The DWP is a relic, a remnant of many public utility dinosaurs created two centuries ago that came to their full during the Great Depression. What was “modern thinking” back then is now a bureaucracy built extensively on outdated, burdensome rules and regulations. Pick an adjective to describe a poorly functioning agency – politicized, inefficient, unresponsive – and you’ve described the DWP.
The city’s municipal enterprise has shown a stunning lack of innovation and, even more worrisome, an inability to keep up with the industry’s best and latest practices. Some leaders would say budgets are too tight – as if Californians and Angelenos don’t pay enough taxes to enjoy modern electrical systems – or that the accidental cutting of power lines while attempting to upgrade the system is actually, somehow, a sign that the DWP is heading in the right direction because the blackouts didn’t spread even further.
The DWP’s absurd oversight system stifles innovation and lends itself to backroom deals and power plays that have long left city residents holding the bag.
The rest of the world has moved on from this outdated model of a power utility, and it is time that Los Angeles did, too. Most of the power in the United States is provided by private, investor-owned utilities, a model that has proven to be cost-effective and responsive to consumers. It is time to “corporatize” the DWP.
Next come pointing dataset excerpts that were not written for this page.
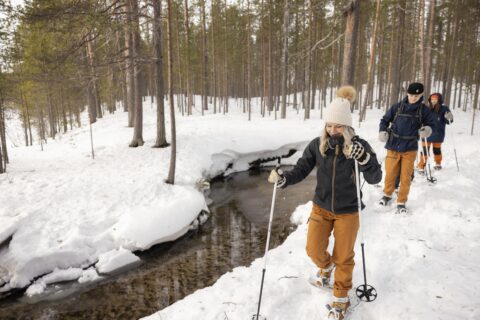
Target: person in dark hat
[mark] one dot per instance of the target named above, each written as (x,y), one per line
(400,128)
(443,116)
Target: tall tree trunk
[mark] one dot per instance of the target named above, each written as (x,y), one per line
(138,129)
(187,67)
(270,56)
(214,66)
(249,64)
(171,171)
(161,140)
(475,102)
(352,13)
(3,138)
(129,65)
(369,90)
(205,58)
(225,107)
(286,22)
(397,52)
(421,44)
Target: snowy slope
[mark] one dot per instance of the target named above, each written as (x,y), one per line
(424,265)
(60,209)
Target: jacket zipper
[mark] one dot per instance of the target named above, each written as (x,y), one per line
(337,151)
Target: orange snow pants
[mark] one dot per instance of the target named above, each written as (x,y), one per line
(437,153)
(395,163)
(345,228)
Corporatization – a model that has worked all over the world with national electric utilities, from Argentina to Australia and from Great Britain to New Zealand.
Corporatization means shifting the DWP from being a government department to an incorporated, for-profit business owned by the government. The city would set rules guarding against monopoly pricing and to ensure compliance with environmental mandates.
The new DWP would have a board of directors run by a strong chairman. Instead of living in the government’s world of red tape, the new DWP would work and function under ordinary corporate law. It would pay the same taxes as any other business, including local property taxes to the municipalities where it has facilities. And, if it turned a profit, it would pay dividends to its shareholder, the city of Los Angeles.
But here’s the key for taxpayers: If the DWP were operating as a business, management, budget and operating decisions would be based on serving customer needs directly, not serving political or special-interest needs. That means a new focus on reliability and quality.
Of course, as the owners of the DWP, the city needs, and would have, some ultimate means of accountability and oversight. The city would negotiate an annual policy statement with the board detailing specific performance measures that must be met. The CEO, in turn, would work out performance agreements for his management team, and so on, down the line. Everyone would be accountable and required to meet their goals – unlike in today’s DWP.
What would taxpayers get from a shift to corporatization? Better service, modernized equipment and lower costs – thanks to streamlined operations and a changed corporate culture that comes with shedding bureaucracy.
We’d also get a DWP with greater overall productivity, a more predictable revenue stream for the city from annual property taxes and business taxes paid by the DWP, and dividends paid in profitable years.
Los Angeles should learn from this blackout. The writing is on the wall, and since the lights are back on, let’s hope city officials can see that it is time to reform DWP.
Adrian Moore, Ph. D., is vice president of research at Reason Foundation.